- Type: Sculpture
- Subject: Lucille Ball
- Location: Celoron, New York, United States; 42°06′39″N 79°16′57″W﻿ / ﻿42.11071°N 79.28256°W (2009 statue) 42°06′38″N 79°16′56″W﻿ / ﻿42.110646°N 79.282098°W (2016 statue);

= Statue of Lucille Ball (Celoron, New York) =

Sculpture of Lucille Ball

Lucille Ball is an outdoor sculpture of the American actress and comedienne Lucille Ball. The statue was sculpted by David Poulin and installed in Lucille Ball Memorial Park in Celoron, New York in 2009. The statue became known for its disturbing appearance and for the absence of any resemblance between it and Lucille Ball; it was nicknamed Scary Lucy.
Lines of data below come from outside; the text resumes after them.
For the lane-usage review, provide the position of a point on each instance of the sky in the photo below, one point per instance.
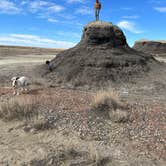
(59, 23)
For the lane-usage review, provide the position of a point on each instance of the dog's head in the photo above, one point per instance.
(14, 81)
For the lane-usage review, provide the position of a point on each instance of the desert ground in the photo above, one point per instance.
(62, 125)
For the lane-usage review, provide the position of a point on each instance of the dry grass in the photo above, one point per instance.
(107, 100)
(14, 110)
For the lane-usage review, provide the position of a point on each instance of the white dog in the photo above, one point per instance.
(20, 82)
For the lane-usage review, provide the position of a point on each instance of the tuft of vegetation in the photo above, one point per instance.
(13, 110)
(108, 101)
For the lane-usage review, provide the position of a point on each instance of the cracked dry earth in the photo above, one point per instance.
(80, 136)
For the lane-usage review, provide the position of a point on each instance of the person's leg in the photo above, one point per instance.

In 2016, following negative publicity, Scary Lucy was moved nearby and replaced with a new statue of Lucille Ball created by Carolyn D. Palmer. The new sculpture is known officially as New Lucy and colloquially as Lovely Lucy.

==Scary Lucy==
A life-size bronze statue of Lucille Ball was installed in Ball's hometown of Celoron, New York in 2009. The statue depicts Ball during the climactic scene from a 1952 I Love Lucy episode entitled "Lucy Does a TV Commercial"; in that scene, Ball's character, Lucy Ricardo, hawks the alcohol-rich patent medicine Vitameatavegamin while experiencing the effects of a heavy dose of the tonic.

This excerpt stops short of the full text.